Quem tem medo de (ser) mulherzinha?

Faixa de grupo de torcedoras do Corinthians contra o machismo: mais times e torcidas contra o ambiente hostil a mulheres no futebol (Foto: Reprodução/Facebook)

Masculinidade tóxica, violenta e opressora nos espaços de futebol é cada vez mais gritante, apesar dos avanços femininos no país de Marta

Por Júlia Pessôa | ODS 5 • Publicada em 10 de julho de 2023 - 10:03 • Atualizada em 22 de novembro de 2023 - 18:44

Faixa de grupo de torcedoras do Corinthians contra o machismo: mais times e torcidas contra o ambiente hostil a mulheres no futebol (Foto: Reprodução/Facebook)

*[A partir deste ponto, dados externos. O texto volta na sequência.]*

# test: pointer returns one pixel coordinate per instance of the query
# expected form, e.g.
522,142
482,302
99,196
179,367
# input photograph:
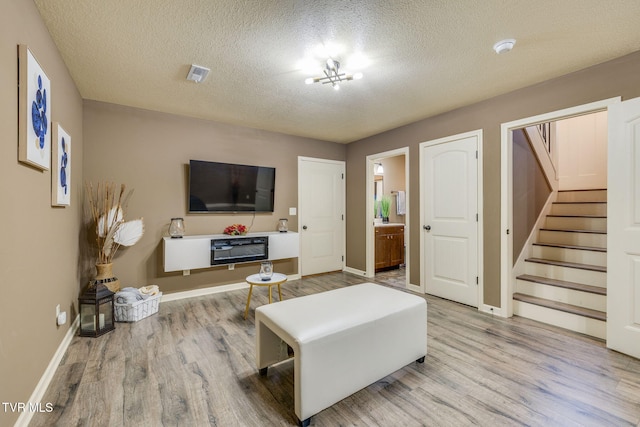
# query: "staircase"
565,279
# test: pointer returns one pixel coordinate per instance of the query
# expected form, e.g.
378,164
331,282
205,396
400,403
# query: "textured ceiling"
419,58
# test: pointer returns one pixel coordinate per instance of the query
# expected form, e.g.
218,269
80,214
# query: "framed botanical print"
34,115
60,167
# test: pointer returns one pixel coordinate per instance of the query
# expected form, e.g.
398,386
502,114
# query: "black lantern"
96,311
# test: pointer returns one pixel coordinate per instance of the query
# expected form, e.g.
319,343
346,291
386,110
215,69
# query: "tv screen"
225,187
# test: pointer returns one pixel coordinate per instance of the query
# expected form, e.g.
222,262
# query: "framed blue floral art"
61,167
34,115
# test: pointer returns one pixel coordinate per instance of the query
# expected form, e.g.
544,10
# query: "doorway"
507,278
388,177
321,195
451,206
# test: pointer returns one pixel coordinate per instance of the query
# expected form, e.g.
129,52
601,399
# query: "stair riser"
570,255
573,239
582,196
576,223
598,209
587,277
573,322
569,296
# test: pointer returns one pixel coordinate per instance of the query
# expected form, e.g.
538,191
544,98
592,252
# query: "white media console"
192,252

Não é raro me ouvir dizendo que odeio futebol. Digo sempre que não me engajo com o ir e vir da bola pelo campo, que não entendo o apelo, mas não sei se é inteiramente verdade. Outra de minhas piadas recorrentes é que fui criada para ser vascaína, mas falhei (ou me rebelei, vario os verbos a depender do meu espírito no dia). Mas me lembro bem de ser muito menina e, como meu irmão, vibrar com as conquistas de um Vasco da Gama em boa fase (lá nos anos iniciais da década de 1990, muito tempo atrás).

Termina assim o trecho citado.